# How to get a horse use to the show routine?



## Phly (Nov 14, 2012)

I think you have the right idea. We take young horses to shows to get them used to trailering and different places. We also lead them around the grounds and you could ride some in the warm up areas. Trail riding helps too.
_Posted via Mobile Device_


----------



## 2BigReds (Oct 7, 2011)

If there's any way you can simulate the PA system at home or even better, the location you'll be showing, that will help greatly! Also ride with other horses in the arena to see how he acts around them. Many horses will speed up considerably with other horses around, either to "catch up" or "beat" the other contestants. Mine did in the only show I've taken him to so far, but WP is NOT his discipline, just wanted to get him used to the atmosphere like you! The thing he was most concerned about was the PA system by far, though, and he's not spooky in the least. Even if you have a small amplifier/radio, you can have a friend speak into a microphone or even play voice recordings, just make sure it's voices and not music so it's more authentic. Hopefully you can make it loud enough that you can hear it clearly across the arena, but anything helps.

That's all I can think of for now, but if anything else comes to mind I'll let you know! Best of luck and most importantly, have fun!


----------



## Cowgirls Boots (Apr 6, 2011)

Thanks! So far I've had him since November but he's currentt testing me on our rides and such. But anywa I plan on bringing him to local arenas and lunging him or walking around. Ill see if maybe I can get a big microphone or something of the like. Thanks!

Also- my guy is 12, is it that hard to get an 'older' (so to speak) horse to get use to the routine?
_Posted via Mobile Device_


----------



## 2BigReds (Oct 7, 2011)

Hmm, I don't think that age really matters. I would think it's more a factor of the horses's personality and trust in the rider. When I showed Sock, I had only had him for about 6 months and other than the riding time I've personally put on him as a 6yo, he had 60 days with a trainer when he was 2 1/2 then spent most of his time out with a herd.

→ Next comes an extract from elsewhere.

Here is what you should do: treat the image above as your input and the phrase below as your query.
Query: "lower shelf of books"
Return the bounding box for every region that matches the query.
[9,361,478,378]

The fact that your horse is much older and very likely has more miles on him than mine should be a plus, especially if he's used to trails.


----------



## Saddlebag (Jan 17, 2011)

Spend a lot of time with your horse, just hanging out, so his trust in you builds. The PA system isn't usually a problem but going by an elevated announcer's booth can worry a horse.


----------



## GamingGrrl (Jan 16, 2013)

I think the best thing you can do is just simply get out there and start going to small local shows.
_Posted via Mobile Device_


----------



## Cowgirls Boots (Apr 6, 2011)

We are planning on attending and showing low key this year. I don't show to be competitive. Just to have fun 
_Posted via Mobile Device_


----------